1Department of Neurological Surgery, Center for Image-guided Neurosurgery, University of Pittsburgh, Pennsylvania.
2Departments of Radiation Oncology and Neurological Surgery, Taipei Veterans Hospital, Taipei, Taiwan.
J Neurosurg. 2018 Oct;129(4):928-936. doi: 10.3171/2017.5.JNS162894. Epub 2017 Nov 10.
For some jugular foramen schwannomas (JFSs), complete resection is possible but may be associated with significant morbidity. Stereotactic radiosurgery (SRS) is a minimally invasive alternative or adjunct to microsurgery for JFSs. The authors reviewed clinical and imaging outcomes of SRS for patients with these tumors.
Nine participating centers of the International Gamma Knife Research Foundation identified 92 patients who underwent SRS between 1990 and 2013. Forty-one patients had prior subtotal microsurgical resection. The median interval between previous surgery and SRS was 15 months (range 0.5-144 months). Eighty-four patients had preexisting cranial nerve (CN) symptoms and signs. The median tumor volume was 4.1 cm (range 0.8-22.6 cm), and the median margin dose was 12.5 Gy (range 10-18 Gy). Patients with neurofibromatosis were excluded from this study.
The median follow-up was 51 months (range 6-266 months). Tumors regressed in 47 patients, remained stable in 33, and progressed in 12. The progression-free survival (PFS) was 93% at 3 years, 87% at 5 years, and 82% at 10 years. In the entire series, only a dumbbell shape (extension extracranially via the jugular foramen) was significantly associated with worse PFS. In the group of patients without prior microsurgery (n = 51), factors associated with better PFS included tumor volume < 6 cm (p = 0.037) and non-dumbbell-shaped tumors (p = 0.015). Preexisting cranial neuropathies improved in 27 patients, remained stable in 51, and worsened in 14. The CN function improved after SRS in 12% of patients at 1 year, 24% at 2 years, 27% at 3 years, and 32% at 5 years. Symptomatic adverse radiation effects occurred in 7 patients at a median of 7 months after SRS (range 5-38 months). Six patients underwent repeat SRS at a median of 64 months (range 44-134 months). Four patients underwent resection at a median of 14 months after SRS (range 8-30 months).
Stereotactic radiosurgery proved to be a safe and effective primary or adjuvant management approach for JFSs. Long-term tumor control rates and stability or improvement in CN function were confirmed.
对于一些颈静脉孔神经鞘瘤(JFSs),完全切除是可能的,但可能会导致明显的发病率。立体定向放射外科(SRS)是 JFSs 显微手术的一种微创替代或辅助方法。作者回顾了 SRS 治疗这些肿瘤患者的临床和影像学结果。

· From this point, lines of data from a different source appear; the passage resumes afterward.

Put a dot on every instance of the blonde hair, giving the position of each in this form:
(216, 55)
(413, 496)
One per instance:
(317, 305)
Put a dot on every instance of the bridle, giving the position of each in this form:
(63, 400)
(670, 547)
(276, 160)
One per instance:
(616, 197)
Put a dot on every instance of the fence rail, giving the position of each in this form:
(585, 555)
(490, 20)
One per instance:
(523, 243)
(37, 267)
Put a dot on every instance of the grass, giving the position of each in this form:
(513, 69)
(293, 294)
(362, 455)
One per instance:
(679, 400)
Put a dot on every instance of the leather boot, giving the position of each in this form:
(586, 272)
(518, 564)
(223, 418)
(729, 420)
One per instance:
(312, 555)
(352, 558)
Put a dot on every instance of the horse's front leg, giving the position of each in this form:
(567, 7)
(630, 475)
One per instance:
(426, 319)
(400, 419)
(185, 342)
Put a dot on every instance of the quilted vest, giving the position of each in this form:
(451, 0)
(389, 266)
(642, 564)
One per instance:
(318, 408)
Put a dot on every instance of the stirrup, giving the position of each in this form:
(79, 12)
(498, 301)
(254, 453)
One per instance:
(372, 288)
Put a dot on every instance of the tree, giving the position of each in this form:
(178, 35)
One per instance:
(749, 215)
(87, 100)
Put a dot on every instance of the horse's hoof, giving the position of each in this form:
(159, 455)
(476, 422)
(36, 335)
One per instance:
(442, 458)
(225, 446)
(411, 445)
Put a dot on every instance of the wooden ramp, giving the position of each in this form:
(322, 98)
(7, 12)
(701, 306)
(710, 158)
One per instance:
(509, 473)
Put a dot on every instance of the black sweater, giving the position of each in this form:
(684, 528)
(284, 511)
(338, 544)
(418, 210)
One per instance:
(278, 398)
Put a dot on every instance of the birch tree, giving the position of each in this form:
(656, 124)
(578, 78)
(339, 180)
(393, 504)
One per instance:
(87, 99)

国际伽玛刀研究基金会的 9 个参与中心确定了 92 名 1990 年至 2013 年间接受 SRS 治疗的患者。41 名患者接受了部分显微切除术。上次手术与 SRS 之间的中位间隔为 15 个月(范围 0.5-144 个月)。84 名患者有颅神经(CN)症状和体征。肿瘤体积中位数为 4.1cm(范围 0.8-22.6cm),边缘剂量中位数为 12.5Gy(范围 10-18Gy)。本研究排除了神经纤维瘤病患者。
中位随访时间为 51 个月(范围 6-266 个月)。47 名患者肿瘤消退,33 名患者肿瘤稳定,12 名患者肿瘤进展。3 年、5 年和 10 年的无进展生存率(PFS)分别为 93%、87%和 82%。在整个系列中,只有哑铃形(通过颈静脉孔向外延伸至颅外)与较差的 PFS 显著相关。在没有先前显微手术的患者组(n=51)中,与更好的 PFS 相关的因素包括肿瘤体积<6cm(p=0.037)和非哑铃形肿瘤(p=0.015)。27 名患者的颅神经病变改善,51 名患者稳定,14 名患者恶化。12%的患者在 SRS 后 1 年、24%在 2 年、27%在 3 年和 32%在 5 年时 CN 功能改善。7 名患者在 SRS 后中位 7 个月(范围 5-38 个月)出现症状性放射性不良反应。6 名患者在中位 64 个月(范围 44-134 个月)时行重复 SRS。4 名患者在 SRS 后中位 14 个月(范围 8-30 个月)时行切除术。
立体定向放射外科被证明是 JFSs 的一种安全有效的初始或辅助治疗方法。长期肿瘤控制率和 CN 功能的稳定或改善得到了证实。